If Old Timers’ Day at Citi Field couldn’t be any more special, the Mets managed to find a way, announcing after pregame introductions of 65 former players that Willie Mays’ No. 24 would become the seventh number retired in franchise history. 

The decision from the organization fulfills the wish of the team’s first owner, Joan Payson, who promised Mays upon acquiring him in 1972 that the team would retire his number. 

Fifty years later, it happened in a surprise announced by long-time Mets radio announcer Howie Rose. 

“Let me share how I feel today: The Mets retiring my number? Number 24? Man, that’s the best!” the 91-year-old Mays said in a statement, as he couldn’t attend Sunday’s festivities. “And how do I feel? Like I’ve hit a walk-off!”

Mays played just two seasons with the Mets — the final two of a 23-year career that began in New York with the Giants before moving out west to San Francisco where he flourished into one of the greatest ballplayers ever. 

Payson passed away in 1975 without fulfilling the promise — something the next ownership group also did not observe.

“There has been a 50-year gap if you will between a promise made and a promise kept,” Mets president Sandy Alderson said. “We felt that on this occasion today in light of all the players that we had here, all the generations, this was the time to keep that promise and make sure as many as possible… understood where Willie Mays fit in the overall spectrum of New York and the Mets.”

Fourteen of his 660 career home runs, which ranks sixth all time, came with the Mets as the center fielder helped lead the organization to the National League pennant in 1973. 
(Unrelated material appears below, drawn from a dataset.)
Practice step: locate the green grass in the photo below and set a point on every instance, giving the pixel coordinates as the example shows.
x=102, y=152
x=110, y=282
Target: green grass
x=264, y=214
“I can never forget the way it felt to return to New York to play for all the loyal Mets fans. I’m tremendously proud I ended my career in Queens with the Mets during the ’73 World Series,” he said. “It’s an honor to have my number retired in my two favorite cities – New York and San Francisco. New York was a magical place to play baseball.”

His final hit in the majors came in Game 2 of the World Series that year — a go-ahead single in the top of the 12th inning to catapult the Mets to a victory to tie the series. 

“I sat down and thought about how it was playing for the Mets back in the 70s. You might lose a lot of details after so many years but what I can ever forget is the way it felt to be back in new york city playing for Mets fans,” Mays said. “Mets fans are loyal, Mets fans are passionate, Mets fans are loud. They let you know right now how they feel.”

Mays joins Casey Stengel (37), Tom Seaver (41), Gil Hodges (14), Jerry Koosman (36), Keith Hernandez (17), and Mike Piazza (31) as the only Mets players or managers to have their jersey number retired. In the last two years alone, the Mets retired the numbers of Hernandez and Koosman as owner Steve Cohen continues to take huge leaps in preserving the organization’s history.

“Mets fans always gave me the biggest ovations and the loudest thank yous ever,” Mays said. “Today, I return those thank yous from the bottom of my heart.

“I want to thank Steve and Alex Cohen for making this day possible and embracing Mets history.”